The Company may suspend the site or any part thereof or terminate your membership at any time if the Company should determine that the site is not being used by you in compliance with this Agreement.
This Agreement constitutes the whole agreement between the parties relating to the subject matter hereof.
No amendment or consensual cancellation and no extension of time, waiver or relaxation of any of the provisions or terms of this Agreement shall be binding unless recorded in writing and signed by the authorised representative of the Company.
The Company shall not be bound by an express or implied term, representation, warranty, promise or the like not recorded in this Agreement.
You hereby waive the defence of prescription in respect of any claim that the Company may have against you.
12.9. If any provision of this Agreement is rendered void, illegal or unenforceable in any respect under any law it shall be severable from this Agreement, and the validity, legality and enforceability of the remaining provisions shall not in any way be affected or impaired thereby and the parties shall endeavour in good faith to agree an alternative provision to the void, illegal or unenforceable provision.
Any indulgence of extension of time granted by the Company to you shall not be construed as a waiver or variation of any of the Company’s rights or remedies.
Should you be in default of the terms of this Agreement, the Company will be entitled in its sole discretion to institute action against you in any competent court of law and you hereby consent to the jurisdiction of the Magistrate’s Court in terms of Section 45 of Act 32 of 1944, as amended.
You agree that the amount due and payable to the Company shall be determined and proven by a certificate issued by the Company and signed on its behalf by any person duly authorized, which authority need not be proven.

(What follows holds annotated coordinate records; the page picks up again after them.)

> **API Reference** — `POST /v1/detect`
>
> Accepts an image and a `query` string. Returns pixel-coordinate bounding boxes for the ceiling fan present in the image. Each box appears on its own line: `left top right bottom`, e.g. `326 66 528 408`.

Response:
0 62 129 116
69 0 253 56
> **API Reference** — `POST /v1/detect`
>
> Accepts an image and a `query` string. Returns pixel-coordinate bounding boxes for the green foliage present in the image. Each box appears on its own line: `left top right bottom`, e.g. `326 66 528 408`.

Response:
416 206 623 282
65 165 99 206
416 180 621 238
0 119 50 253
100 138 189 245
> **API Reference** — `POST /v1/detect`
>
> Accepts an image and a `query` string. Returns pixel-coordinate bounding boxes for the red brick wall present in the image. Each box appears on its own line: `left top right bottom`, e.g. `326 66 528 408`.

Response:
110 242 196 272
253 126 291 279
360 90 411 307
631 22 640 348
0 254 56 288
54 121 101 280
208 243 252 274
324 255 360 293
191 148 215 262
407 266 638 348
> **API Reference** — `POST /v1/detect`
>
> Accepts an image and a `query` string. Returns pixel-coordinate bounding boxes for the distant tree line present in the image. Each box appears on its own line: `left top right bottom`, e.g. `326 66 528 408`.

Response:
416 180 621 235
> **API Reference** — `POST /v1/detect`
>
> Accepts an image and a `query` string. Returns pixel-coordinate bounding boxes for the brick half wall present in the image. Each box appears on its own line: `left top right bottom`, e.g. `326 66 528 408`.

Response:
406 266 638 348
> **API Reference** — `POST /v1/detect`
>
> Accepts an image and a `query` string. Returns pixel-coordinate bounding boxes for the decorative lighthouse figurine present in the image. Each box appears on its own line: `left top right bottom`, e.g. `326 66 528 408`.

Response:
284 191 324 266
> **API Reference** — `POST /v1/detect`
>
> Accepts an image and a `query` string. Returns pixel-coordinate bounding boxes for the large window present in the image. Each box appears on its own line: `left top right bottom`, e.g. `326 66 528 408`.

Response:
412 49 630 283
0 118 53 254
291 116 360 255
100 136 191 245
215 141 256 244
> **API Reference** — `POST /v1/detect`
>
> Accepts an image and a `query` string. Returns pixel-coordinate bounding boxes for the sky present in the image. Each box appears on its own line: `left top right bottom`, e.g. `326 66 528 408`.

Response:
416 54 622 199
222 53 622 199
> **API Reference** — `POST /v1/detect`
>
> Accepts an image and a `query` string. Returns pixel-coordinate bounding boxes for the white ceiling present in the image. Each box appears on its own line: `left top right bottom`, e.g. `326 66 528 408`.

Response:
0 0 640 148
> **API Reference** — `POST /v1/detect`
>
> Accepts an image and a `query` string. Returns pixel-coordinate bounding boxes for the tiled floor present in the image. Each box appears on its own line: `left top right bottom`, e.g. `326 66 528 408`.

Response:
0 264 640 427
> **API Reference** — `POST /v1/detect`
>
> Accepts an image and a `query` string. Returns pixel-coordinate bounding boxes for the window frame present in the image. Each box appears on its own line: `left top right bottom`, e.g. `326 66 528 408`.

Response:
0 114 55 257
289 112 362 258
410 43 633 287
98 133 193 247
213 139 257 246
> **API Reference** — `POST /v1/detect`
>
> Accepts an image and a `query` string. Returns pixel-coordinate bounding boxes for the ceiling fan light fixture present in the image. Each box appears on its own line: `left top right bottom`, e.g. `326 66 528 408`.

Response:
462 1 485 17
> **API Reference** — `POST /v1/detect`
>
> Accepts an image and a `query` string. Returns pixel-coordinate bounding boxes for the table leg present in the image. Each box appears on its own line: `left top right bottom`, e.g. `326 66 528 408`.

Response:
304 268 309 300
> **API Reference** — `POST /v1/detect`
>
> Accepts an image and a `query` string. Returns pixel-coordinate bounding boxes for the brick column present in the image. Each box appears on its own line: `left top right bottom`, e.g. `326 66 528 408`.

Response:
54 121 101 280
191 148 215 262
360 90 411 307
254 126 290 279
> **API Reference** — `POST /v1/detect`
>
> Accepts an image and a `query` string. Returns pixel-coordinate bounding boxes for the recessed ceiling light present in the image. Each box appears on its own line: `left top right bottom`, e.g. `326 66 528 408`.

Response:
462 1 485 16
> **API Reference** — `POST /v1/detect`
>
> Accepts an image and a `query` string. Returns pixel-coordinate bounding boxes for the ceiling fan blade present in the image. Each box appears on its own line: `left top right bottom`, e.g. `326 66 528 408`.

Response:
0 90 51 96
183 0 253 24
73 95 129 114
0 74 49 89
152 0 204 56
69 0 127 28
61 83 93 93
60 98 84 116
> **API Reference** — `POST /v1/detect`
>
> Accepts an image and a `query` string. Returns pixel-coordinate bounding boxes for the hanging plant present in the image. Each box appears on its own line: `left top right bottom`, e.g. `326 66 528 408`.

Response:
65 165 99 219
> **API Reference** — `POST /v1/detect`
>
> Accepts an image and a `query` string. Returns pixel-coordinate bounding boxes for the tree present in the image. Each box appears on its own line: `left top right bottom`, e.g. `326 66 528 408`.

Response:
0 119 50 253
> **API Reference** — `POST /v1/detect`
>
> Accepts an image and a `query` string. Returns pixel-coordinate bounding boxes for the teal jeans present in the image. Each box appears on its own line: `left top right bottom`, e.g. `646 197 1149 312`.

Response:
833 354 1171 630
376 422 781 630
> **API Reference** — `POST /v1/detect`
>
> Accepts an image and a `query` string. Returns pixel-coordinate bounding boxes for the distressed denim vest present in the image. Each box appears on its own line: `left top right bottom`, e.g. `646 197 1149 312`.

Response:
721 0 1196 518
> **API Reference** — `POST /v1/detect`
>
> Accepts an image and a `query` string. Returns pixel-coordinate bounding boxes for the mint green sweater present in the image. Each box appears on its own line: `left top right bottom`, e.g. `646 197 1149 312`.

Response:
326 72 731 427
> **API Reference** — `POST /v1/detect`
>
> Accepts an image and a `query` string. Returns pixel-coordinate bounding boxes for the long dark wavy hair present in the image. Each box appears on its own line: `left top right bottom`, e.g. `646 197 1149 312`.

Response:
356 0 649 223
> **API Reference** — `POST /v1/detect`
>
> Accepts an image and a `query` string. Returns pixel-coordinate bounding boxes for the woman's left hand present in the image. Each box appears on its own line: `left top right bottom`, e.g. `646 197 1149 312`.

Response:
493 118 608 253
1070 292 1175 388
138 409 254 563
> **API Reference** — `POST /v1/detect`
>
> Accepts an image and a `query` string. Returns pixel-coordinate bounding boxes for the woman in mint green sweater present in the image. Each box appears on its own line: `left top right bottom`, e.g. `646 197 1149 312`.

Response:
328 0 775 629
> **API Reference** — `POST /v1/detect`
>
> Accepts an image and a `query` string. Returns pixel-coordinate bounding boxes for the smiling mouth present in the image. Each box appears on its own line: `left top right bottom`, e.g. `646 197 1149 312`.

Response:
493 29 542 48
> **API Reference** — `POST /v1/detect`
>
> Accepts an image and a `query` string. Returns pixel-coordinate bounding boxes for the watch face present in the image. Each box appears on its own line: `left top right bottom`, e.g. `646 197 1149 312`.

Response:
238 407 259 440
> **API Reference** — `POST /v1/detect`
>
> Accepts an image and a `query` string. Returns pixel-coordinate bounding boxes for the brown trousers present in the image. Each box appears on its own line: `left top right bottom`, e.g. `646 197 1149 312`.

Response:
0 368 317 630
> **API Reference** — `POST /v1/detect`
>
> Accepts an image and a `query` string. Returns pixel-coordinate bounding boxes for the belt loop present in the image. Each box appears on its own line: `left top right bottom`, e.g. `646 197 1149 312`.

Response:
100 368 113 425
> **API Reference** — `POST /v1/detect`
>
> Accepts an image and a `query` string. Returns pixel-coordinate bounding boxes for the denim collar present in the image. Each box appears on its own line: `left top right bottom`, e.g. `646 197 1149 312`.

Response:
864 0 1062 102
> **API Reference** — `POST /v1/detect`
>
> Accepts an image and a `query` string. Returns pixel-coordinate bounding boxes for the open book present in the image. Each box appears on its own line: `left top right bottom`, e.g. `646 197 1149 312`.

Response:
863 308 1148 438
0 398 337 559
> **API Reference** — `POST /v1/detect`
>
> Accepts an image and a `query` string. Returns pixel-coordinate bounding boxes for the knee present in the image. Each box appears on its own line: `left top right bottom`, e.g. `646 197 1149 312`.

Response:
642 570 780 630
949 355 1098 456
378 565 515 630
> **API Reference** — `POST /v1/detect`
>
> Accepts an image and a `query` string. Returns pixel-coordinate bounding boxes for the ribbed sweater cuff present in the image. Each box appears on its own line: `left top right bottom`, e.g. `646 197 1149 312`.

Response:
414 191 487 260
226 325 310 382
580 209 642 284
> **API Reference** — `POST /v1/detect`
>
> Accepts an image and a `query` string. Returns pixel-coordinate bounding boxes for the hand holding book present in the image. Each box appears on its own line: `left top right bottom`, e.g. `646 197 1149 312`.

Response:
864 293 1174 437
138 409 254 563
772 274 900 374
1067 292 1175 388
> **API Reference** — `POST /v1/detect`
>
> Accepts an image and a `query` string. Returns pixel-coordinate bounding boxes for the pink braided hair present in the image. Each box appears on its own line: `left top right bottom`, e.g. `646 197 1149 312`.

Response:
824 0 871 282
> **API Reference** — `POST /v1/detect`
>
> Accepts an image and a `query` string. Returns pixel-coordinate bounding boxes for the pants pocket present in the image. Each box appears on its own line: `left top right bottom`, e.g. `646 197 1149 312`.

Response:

Such certificate shall be binding prima facie proof of your indebtedness to the Company. Such certificate shall be sufficient for purposes of judgment, provisional sentence or any other legal proceedings.
You hereby agree that the Company shall not be required to furnish security in terms of Rule 62 of the Magistrate’s Court Act 32 of 1944 and Rule 47 of the Supreme Court Act 59 of 1959.
You shall be liable for all costs incurred by the Company in the recovery of any amounts or the enforcement of any rights which it has hereunder, including collection charges and costs on an attorney and own client scale and costs of counsel as on brief, whether incurred prior to or during the institution of legal proceedings or if judgment has been granted, in connection with the satisfaction or enforcement of such judgment.
This Agreement is governed by the laws of the Republic of South Africa.
This Agreement and the rights thereunder may not be ceded assigned by either Party without the prior written consent of the other Party.